We provide a conda environment file to create our environment. Please run the following to install all necessary dependencies including the rasterizer.

# create conda environment and install rasterizer
bash scripts/create_env.sh

Downloads

We provide a script to download and preprocess TAP-VID Davis, Panoptic Sport as well as the iPhone dataset. Additionally, you can pre-compute DepthAnything depth maps as well as the DINO embeddings.
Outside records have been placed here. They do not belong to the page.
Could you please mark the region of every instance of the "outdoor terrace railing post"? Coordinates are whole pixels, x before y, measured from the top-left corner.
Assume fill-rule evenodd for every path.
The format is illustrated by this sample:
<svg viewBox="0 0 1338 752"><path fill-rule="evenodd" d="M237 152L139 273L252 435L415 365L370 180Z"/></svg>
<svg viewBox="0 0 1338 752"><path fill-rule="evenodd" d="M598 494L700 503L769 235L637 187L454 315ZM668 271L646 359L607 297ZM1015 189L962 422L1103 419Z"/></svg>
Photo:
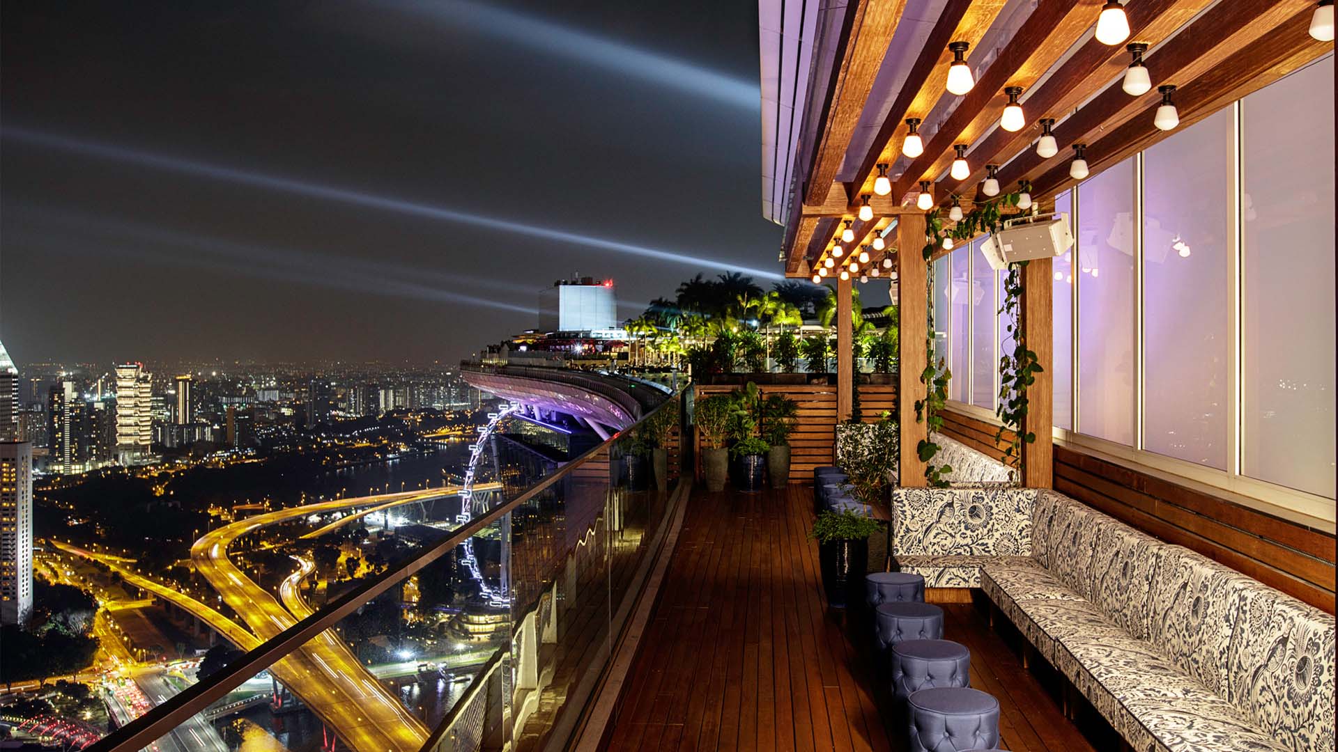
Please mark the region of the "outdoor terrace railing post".
<svg viewBox="0 0 1338 752"><path fill-rule="evenodd" d="M929 262L921 249L925 246L925 215L902 214L896 221L896 276L900 294L899 376L896 413L900 430L899 483L906 487L925 486L925 463L919 459L919 443L929 436L923 421L915 420L915 400L927 396L921 373L929 363Z"/></svg>
<svg viewBox="0 0 1338 752"><path fill-rule="evenodd" d="M855 343L851 318L854 280L836 281L836 421L850 419L854 409L851 389L855 385Z"/></svg>

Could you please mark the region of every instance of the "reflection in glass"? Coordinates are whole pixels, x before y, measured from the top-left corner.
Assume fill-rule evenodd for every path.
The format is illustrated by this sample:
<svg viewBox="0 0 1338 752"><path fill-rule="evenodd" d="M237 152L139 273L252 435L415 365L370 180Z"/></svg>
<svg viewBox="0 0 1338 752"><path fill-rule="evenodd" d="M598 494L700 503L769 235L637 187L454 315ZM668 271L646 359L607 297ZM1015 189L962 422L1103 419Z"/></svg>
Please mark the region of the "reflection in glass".
<svg viewBox="0 0 1338 752"><path fill-rule="evenodd" d="M1227 468L1235 108L1143 161L1144 448Z"/></svg>

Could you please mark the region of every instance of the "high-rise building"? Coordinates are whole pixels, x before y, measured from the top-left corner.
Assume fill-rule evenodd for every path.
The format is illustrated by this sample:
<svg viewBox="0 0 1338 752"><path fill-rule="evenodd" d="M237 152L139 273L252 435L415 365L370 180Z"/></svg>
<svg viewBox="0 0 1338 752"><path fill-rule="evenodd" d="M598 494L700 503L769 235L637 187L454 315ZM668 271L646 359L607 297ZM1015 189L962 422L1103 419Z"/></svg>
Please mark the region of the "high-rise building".
<svg viewBox="0 0 1338 752"><path fill-rule="evenodd" d="M539 331L590 332L618 325L613 280L558 280L539 293Z"/></svg>
<svg viewBox="0 0 1338 752"><path fill-rule="evenodd" d="M19 438L19 369L0 343L0 442Z"/></svg>
<svg viewBox="0 0 1338 752"><path fill-rule="evenodd" d="M51 388L47 397L47 444L51 448L50 468L55 472L83 472L88 460L87 404L79 385L64 380Z"/></svg>
<svg viewBox="0 0 1338 752"><path fill-rule="evenodd" d="M116 459L134 464L154 442L153 377L139 363L116 367Z"/></svg>
<svg viewBox="0 0 1338 752"><path fill-rule="evenodd" d="M191 381L190 373L177 377L177 426L195 421L195 412L191 409L190 401Z"/></svg>
<svg viewBox="0 0 1338 752"><path fill-rule="evenodd" d="M0 624L32 614L32 444L0 442Z"/></svg>

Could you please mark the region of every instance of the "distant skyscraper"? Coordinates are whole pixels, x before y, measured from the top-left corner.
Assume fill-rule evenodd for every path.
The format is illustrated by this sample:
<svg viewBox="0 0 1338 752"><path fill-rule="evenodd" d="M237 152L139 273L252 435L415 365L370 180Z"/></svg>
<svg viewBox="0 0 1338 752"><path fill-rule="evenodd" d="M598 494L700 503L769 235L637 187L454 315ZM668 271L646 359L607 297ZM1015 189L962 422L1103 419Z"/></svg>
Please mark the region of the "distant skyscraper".
<svg viewBox="0 0 1338 752"><path fill-rule="evenodd" d="M116 367L116 459L134 464L149 455L154 442L153 377L145 367Z"/></svg>
<svg viewBox="0 0 1338 752"><path fill-rule="evenodd" d="M19 369L0 343L0 442L19 438Z"/></svg>
<svg viewBox="0 0 1338 752"><path fill-rule="evenodd" d="M32 444L0 442L0 624L32 613Z"/></svg>
<svg viewBox="0 0 1338 752"><path fill-rule="evenodd" d="M79 387L71 380L51 388L47 399L51 447L51 470L56 472L83 472L88 459L87 413Z"/></svg>
<svg viewBox="0 0 1338 752"><path fill-rule="evenodd" d="M195 421L195 412L190 403L190 373L177 377L177 426Z"/></svg>

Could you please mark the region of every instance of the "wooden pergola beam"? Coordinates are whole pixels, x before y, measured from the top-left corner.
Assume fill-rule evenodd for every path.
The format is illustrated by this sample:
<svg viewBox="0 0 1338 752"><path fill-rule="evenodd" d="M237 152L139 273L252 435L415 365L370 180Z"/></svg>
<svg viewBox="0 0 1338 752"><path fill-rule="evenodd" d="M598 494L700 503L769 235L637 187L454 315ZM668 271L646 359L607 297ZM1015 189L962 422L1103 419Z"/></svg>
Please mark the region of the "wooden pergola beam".
<svg viewBox="0 0 1338 752"><path fill-rule="evenodd" d="M1124 7L1129 19L1129 41L1160 44L1211 1L1129 0ZM1120 76L1131 59L1123 44L1111 47L1089 39L1045 80L1041 88L1028 95L1024 107L1030 122L1029 127L1018 132L995 128L971 150L969 159L973 166L971 175L965 181L945 178L941 198L954 193L974 195L975 190L970 186L985 179L986 165L1008 162L1014 154L1028 149L1040 136L1041 128L1037 123L1041 118L1058 120L1073 111L1081 102ZM963 191L963 187L967 190Z"/></svg>
<svg viewBox="0 0 1338 752"><path fill-rule="evenodd" d="M1112 130L1109 135L1089 145L1086 158L1090 171L1096 173L1116 165L1331 52L1334 48L1331 41L1317 41L1309 35L1310 16L1311 8L1306 4L1299 13L1272 27L1270 33L1254 44L1222 60L1184 88L1176 90L1180 124L1175 130L1163 131L1152 124L1156 112L1153 104ZM1050 195L1072 187L1076 182L1069 177L1065 162L1036 178L1034 190Z"/></svg>
<svg viewBox="0 0 1338 752"><path fill-rule="evenodd" d="M1314 43L1331 50L1331 43L1315 43L1305 32L1295 37L1295 35L1275 31L1283 24L1291 23L1288 19L1309 13L1311 7L1310 0L1232 0L1210 8L1180 31L1175 39L1144 58L1144 64L1148 67L1148 75L1153 83L1152 91L1143 96L1129 96L1121 88L1120 82L1112 83L1069 119L1053 128L1054 138L1060 145L1060 153L1056 157L1045 159L1037 155L1036 150L1026 150L999 170L999 183L1009 185L1020 179L1029 179L1033 183L1033 193L1053 190L1058 182L1050 175L1060 171L1065 177L1068 175L1072 145L1086 143L1092 147L1123 128L1131 119L1145 120L1145 123L1135 126L1135 130L1141 131L1143 126L1152 127L1152 115L1148 112L1155 111L1160 100L1160 95L1156 92L1157 84L1173 83L1180 87L1175 96L1176 104L1180 107L1181 103L1187 104L1193 96L1198 96L1193 92L1199 87L1196 79L1204 75L1220 79L1222 68L1227 67L1228 59L1235 60L1232 66L1236 66L1238 71L1244 71L1254 67L1250 63L1252 58L1276 58L1282 52L1279 44L1298 50L1310 48ZM1256 71L1252 75L1262 72ZM1232 75L1242 79L1240 72ZM1180 127L1184 127L1183 114ZM1113 151L1116 150L1098 147L1093 154L1089 150L1088 163L1093 165L1094 155L1103 157ZM1046 178L1042 179L1042 175Z"/></svg>
<svg viewBox="0 0 1338 752"><path fill-rule="evenodd" d="M929 139L925 153L892 183L892 195L906 195L919 181L937 179L947 170L954 145L974 142L998 120L1008 103L1004 88L1018 86L1025 92L1082 36L1098 13L1100 0L1052 0L1037 5Z"/></svg>
<svg viewBox="0 0 1338 752"><path fill-rule="evenodd" d="M898 132L906 118L925 119L943 96L947 68L953 62L947 43L966 41L974 50L1006 4L1006 0L947 0L906 82L902 83L892 107L878 127L878 135L870 142L868 151L859 162L856 178L847 189L851 197L874 191L875 167L891 165L900 154Z"/></svg>
<svg viewBox="0 0 1338 752"><path fill-rule="evenodd" d="M846 159L850 139L859 126L868 92L874 88L904 9L906 0L851 0L842 62L832 75L823 127L804 187L804 203L826 201L826 191Z"/></svg>

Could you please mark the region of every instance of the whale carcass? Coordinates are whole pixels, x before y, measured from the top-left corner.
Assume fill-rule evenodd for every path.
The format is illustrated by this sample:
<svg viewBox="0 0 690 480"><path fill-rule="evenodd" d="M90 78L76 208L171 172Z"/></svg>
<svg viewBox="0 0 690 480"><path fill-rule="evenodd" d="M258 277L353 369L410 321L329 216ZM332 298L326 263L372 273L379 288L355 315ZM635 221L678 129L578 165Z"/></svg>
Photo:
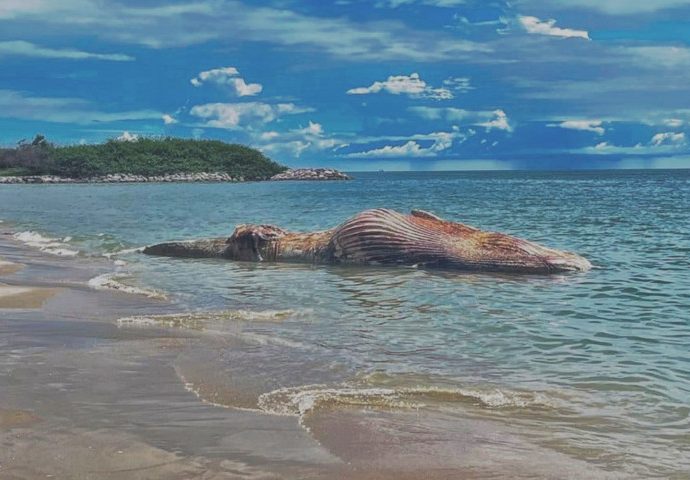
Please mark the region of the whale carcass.
<svg viewBox="0 0 690 480"><path fill-rule="evenodd" d="M274 225L238 225L230 238L168 242L148 255L331 265L406 265L467 271L558 273L586 271L574 253L487 232L413 210L361 212L330 230L297 233Z"/></svg>

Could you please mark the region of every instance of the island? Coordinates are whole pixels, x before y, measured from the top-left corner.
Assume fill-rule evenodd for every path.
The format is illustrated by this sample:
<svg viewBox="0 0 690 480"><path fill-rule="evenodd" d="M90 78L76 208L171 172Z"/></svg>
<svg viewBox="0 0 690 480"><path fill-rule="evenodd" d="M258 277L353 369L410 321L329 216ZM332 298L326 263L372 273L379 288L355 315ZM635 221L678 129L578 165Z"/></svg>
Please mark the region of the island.
<svg viewBox="0 0 690 480"><path fill-rule="evenodd" d="M138 138L57 146L37 135L0 149L0 183L232 182L287 170L260 151L218 140Z"/></svg>
<svg viewBox="0 0 690 480"><path fill-rule="evenodd" d="M285 180L351 180L349 175L333 168L297 168L273 175L272 181Z"/></svg>

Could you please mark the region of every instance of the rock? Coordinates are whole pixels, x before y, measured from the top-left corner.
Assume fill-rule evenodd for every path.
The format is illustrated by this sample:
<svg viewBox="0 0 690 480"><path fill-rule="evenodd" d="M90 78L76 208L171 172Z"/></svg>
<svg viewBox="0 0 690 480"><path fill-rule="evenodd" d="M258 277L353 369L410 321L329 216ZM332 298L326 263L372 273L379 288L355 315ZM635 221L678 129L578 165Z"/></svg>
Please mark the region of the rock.
<svg viewBox="0 0 690 480"><path fill-rule="evenodd" d="M273 175L270 180L351 180L349 175L333 168L297 168Z"/></svg>

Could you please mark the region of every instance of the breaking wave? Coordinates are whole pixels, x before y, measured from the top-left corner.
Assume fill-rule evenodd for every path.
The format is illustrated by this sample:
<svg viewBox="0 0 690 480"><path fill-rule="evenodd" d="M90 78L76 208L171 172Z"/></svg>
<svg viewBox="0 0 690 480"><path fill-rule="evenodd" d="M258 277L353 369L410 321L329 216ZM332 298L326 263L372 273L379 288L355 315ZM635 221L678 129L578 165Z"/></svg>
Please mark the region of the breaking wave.
<svg viewBox="0 0 690 480"><path fill-rule="evenodd" d="M27 230L25 232L15 233L14 238L33 248L37 248L42 252L60 257L74 257L79 255L79 250L75 250L68 242L72 237L64 237L62 239L46 237L38 232Z"/></svg>
<svg viewBox="0 0 690 480"><path fill-rule="evenodd" d="M146 288L133 287L126 285L120 281L121 275L116 273L104 273L89 280L89 287L94 290L115 290L118 292L131 293L134 295L143 295L148 298L166 300L168 297L165 293L157 290L150 290Z"/></svg>
<svg viewBox="0 0 690 480"><path fill-rule="evenodd" d="M539 392L521 392L497 387L328 387L307 385L281 388L259 396L258 407L275 415L302 417L315 409L362 406L386 409L419 409L444 404L484 408L551 407L553 400Z"/></svg>
<svg viewBox="0 0 690 480"><path fill-rule="evenodd" d="M118 319L120 326L170 327L201 330L218 321L282 322L296 314L295 310L221 310L211 312L173 313L166 315L137 315Z"/></svg>

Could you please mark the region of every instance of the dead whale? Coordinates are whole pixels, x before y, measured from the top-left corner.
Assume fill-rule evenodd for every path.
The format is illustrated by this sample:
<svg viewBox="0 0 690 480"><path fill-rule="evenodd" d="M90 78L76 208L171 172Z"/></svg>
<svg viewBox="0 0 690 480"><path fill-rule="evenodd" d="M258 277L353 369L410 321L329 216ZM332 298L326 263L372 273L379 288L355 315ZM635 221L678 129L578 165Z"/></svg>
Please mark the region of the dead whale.
<svg viewBox="0 0 690 480"><path fill-rule="evenodd" d="M591 268L589 261L574 253L443 220L421 210L402 214L383 208L366 210L320 232L238 225L228 239L161 243L143 252L253 262L401 265L535 274Z"/></svg>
However, we also provide the option to predict the depth maps and embeddings during optimization. Pleas use our script as follows:

# base command
python scripts/prepare_data.py <DATASET> --download --embeddings --embedding_model <EMBEDDING_MODEL> --depth --depth_model <DEPTH_MODEL>

where the flags mean the following

  • <DATASET>: choose either davis, panoptic_sport, or iphone
  • download: will lead to downloading the data
  • embeddings: will lead to pre-computing the embeddings
  • embedding_model <EMBEDDING_MODEL>: determined the DINO version, i.e., either dinov2_vits14_reg or dinov2_vits14
  • depth: will lead to pre-computing depth predictions
  • depth_model <DEPTH_MODEL>: will determine the depth model, i.e., either DepthAnything or DepthAnythingV2-vitl

To preprocess the data the same way as we did, please run the following:

# Download and prepare davis dataset
python scripts/prepare_data.py davis --download --embeddings --embedding_model dinov2_vits14_reg --depth --depth_model DepthAnything

# Download and prepare panoptic sport dataset
python scripts/prepare_data.py panoptic_sport --download --embeddings --embedding_model dinov2_vits14_reg

# Download and prepare iphone dataset
python scripts/prepare_data.py iphone --download --embeddings  --embedding_model dinov2_vits14_reg

Pleas note, since we use depth predictions generated with Dynamic 3D Gaussians for Panoptic Sport as well as the depth predictions from Shape of Motion for the results in our paper we do not pre-compute depth maps here for both.

Usage

To run DynOMo, please run the run_dynomo.py script as follows:

# base command
python scripts/run_dynomo.py <CONFIG_FILE> --gpus <GPUS_TO_USE> 

where the flags are defined as follows:

  • <CONFIG_FILE>: one of the config files for the specific datasets, i.e., either config/davis/dynomo_davis.py, config/iphone/dynomo_iphone.py, or config/panoptic_sports/dynomo_panoptic_sports.py
  • gpus: the GPUs to use for the optimization as comma seperated list, e.g., 0,1,2,3,4,5,6,7

Additionally, to predict depth and embeddings online, add the following flags:

# base command with online depth and embedding computation
python scripts/run_dynomo.py <CONFIG_FILE> --gpus <GPUS_TO_USE> --online_depth <DEPTH_MODEL> --online_emb <EMBEDDING_MODEL>

where <DEPTH_MODEL> and <EMBEDDING_MODEL> are defined as:

  • online_depth <DEPTH_MODEL>: will determine the depth model, i.e., either DepthAnything or DepthAnythingV2-vitl
  • online_emb <EMBEDDING_MODEL>: determined the DINO version, i.e., either dinov2_vits14_reg or dinov2_vits14

Finally, for evaluation of an already optimized model please add the just_eval flag:

# base command with online depth and embedding computation
python scripts/run_dynomo.py <CONFIG_FILE> --gpus <GPUS_TO_USE> --just_eval

this will re-evaluate the trajectories and store visualizations of the tracked trajectories, a grid of tracked points from the foreground mask, as well as the online rendered training views to experiments/<DATASET>/<RUN_NAME>/<SEQUENCE>/eval.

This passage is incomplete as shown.